[Bugfix] Add constraints for sequence parallelism (#4014)

### What this PR does / why we need it? Add Add constraints for sequence parallelism for unsupported scenarios: 1. tp_size > 1 2. enable_expert_parallel must be True for MoE model ### Does this PR introduce _any_ user-facing change? ### How was this patch tested? - vLLM version: v0.11.0 - vLLM main: 83f478bb19 --------- Signed-off-by: realliujiaxu <realliujiaxu@163.com>
2025-11-06 20:02:03 +08:00
parent 259eb25f88
commit 22005c64c1
2 changed files with 12 additions and 3 deletions
--- a/vllm_ascend/ascend_forward_context.py
+++ b/vllm_ascend/ascend_forward_context.py
@@ -115,12 +115,10 @@ def set_ascend_forward_context(
        # the performance may degrade due to the switching of communication methods.
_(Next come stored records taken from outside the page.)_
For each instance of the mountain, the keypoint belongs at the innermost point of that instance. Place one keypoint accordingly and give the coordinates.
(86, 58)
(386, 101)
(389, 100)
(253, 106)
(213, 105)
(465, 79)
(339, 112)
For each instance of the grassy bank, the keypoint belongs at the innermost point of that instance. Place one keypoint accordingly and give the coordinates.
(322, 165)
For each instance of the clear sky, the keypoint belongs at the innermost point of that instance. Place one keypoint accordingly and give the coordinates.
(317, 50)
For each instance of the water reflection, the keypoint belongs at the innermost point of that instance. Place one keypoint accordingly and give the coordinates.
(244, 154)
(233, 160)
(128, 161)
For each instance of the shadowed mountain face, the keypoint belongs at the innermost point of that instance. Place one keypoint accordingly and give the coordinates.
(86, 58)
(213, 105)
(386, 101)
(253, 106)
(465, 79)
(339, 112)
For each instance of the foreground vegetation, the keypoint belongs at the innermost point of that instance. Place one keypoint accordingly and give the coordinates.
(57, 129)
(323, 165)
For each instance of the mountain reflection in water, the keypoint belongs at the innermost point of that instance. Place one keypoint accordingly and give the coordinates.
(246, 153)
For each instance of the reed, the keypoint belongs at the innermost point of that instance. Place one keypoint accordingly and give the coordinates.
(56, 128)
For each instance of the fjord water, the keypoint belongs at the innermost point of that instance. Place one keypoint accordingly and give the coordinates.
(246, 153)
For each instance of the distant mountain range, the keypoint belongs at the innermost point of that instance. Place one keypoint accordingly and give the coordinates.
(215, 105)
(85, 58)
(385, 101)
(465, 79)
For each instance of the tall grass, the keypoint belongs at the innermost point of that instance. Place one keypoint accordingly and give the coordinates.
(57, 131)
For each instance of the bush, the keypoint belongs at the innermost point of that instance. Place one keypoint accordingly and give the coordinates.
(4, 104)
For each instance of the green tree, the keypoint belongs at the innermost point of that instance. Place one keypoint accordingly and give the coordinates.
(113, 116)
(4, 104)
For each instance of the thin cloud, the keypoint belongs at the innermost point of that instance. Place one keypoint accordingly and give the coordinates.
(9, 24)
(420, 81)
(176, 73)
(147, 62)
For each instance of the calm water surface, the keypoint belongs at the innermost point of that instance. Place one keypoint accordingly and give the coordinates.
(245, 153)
        mmrs_fusion = True
        if is_moe_model(vllm_config):
-            sp_enabled = enable_sp(vllm_config) and \
-                tp_world_size > 1 and num_tokens is not None
+            sp_enabled = enable_sp(vllm_config) and num_tokens is not None
            mmrs_fusion = False
        else:
            sp_enabled = enable_sp(vllm_config) and \
-                tp_world_size > 1 and \
                num_tokens is not None and num_tokens > 1000
        forward_context.mmrs_fusion = mmrs_fusion